Rosatom’un yatırımlarından ve inşaatlardan sorumlu yöneticisi olan Sakharov’un rüşvet suçlamasıyla ülkesinde görevden alınması ve tutuklanması Akkuyu’da yürütülen inşaat çalışmalarına yönelik soru işaretlerini artırmıştır. Herkesin bildiği gibi tüm güvenlik önlemleri alınsa da nükleer santrallarda güvenlik riskleri sıfırlanmamaktadır. Konu Rusya açısından basit bir mali suç olabilir ancak projenin yürütüldüğü ülkemiz için yaşamsal bir güvenlik riski oluşturup oluşturmayacağı mutlaka sorgulanmalıdır.
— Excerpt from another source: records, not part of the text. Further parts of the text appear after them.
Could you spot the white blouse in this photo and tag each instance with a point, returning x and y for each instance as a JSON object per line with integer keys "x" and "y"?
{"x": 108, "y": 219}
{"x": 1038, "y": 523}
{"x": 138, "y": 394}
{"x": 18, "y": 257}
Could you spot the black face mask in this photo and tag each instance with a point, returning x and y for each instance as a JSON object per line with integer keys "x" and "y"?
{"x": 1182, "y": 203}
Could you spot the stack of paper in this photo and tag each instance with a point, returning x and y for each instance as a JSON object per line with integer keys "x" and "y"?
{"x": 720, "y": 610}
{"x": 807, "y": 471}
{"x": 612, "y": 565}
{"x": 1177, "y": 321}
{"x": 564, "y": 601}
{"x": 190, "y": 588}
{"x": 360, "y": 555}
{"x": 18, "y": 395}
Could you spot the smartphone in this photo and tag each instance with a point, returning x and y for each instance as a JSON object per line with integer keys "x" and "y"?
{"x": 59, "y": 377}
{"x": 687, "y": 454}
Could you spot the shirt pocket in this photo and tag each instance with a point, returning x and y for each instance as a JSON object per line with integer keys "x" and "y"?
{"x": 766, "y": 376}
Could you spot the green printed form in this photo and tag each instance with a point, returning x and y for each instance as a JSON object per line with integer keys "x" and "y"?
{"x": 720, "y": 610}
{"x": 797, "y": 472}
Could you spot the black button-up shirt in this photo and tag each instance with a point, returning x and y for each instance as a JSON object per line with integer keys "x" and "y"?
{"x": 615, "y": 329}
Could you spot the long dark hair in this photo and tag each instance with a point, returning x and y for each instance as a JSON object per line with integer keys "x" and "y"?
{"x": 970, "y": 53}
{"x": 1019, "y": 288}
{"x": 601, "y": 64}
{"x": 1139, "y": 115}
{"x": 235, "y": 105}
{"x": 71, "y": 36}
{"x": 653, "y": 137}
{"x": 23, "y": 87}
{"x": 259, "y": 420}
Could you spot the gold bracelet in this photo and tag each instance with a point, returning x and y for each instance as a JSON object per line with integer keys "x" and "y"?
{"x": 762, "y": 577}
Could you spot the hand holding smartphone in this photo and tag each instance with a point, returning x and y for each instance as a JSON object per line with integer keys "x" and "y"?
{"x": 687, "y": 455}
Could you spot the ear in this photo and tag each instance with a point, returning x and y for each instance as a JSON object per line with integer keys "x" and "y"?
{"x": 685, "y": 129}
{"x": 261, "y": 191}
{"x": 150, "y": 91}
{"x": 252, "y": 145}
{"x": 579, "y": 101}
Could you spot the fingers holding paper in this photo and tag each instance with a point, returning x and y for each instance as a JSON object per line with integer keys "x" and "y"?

Akkuyu projesi üzerindeki belirsizlikler aydınlatılmadan Sinop için Rosatom ile yürütüldüğü söylenen görüşmeler de sonlandırmalıdır. Nükleer güç santralları; çok yüksek riskli, pahalı, yakıtta ve işletmede dışa bağımlı, atık sorunlu, bilimsel olarak karbon sıfır olmayan ve bir o kadar da çevre düşmanı projelerdir. Nükleer söz konusu olduğunda güvenlik riski, gerçekleşme ihtimalinin düşüklüğüyle değil bilimsel olarak ihtimalin gerçekleşmesi durumunda yarattığı etkiyle ölçülmelidir.
"Akkuyu ve Sinop’ta yürütülen çalışmalar sonlandırılmalıdır"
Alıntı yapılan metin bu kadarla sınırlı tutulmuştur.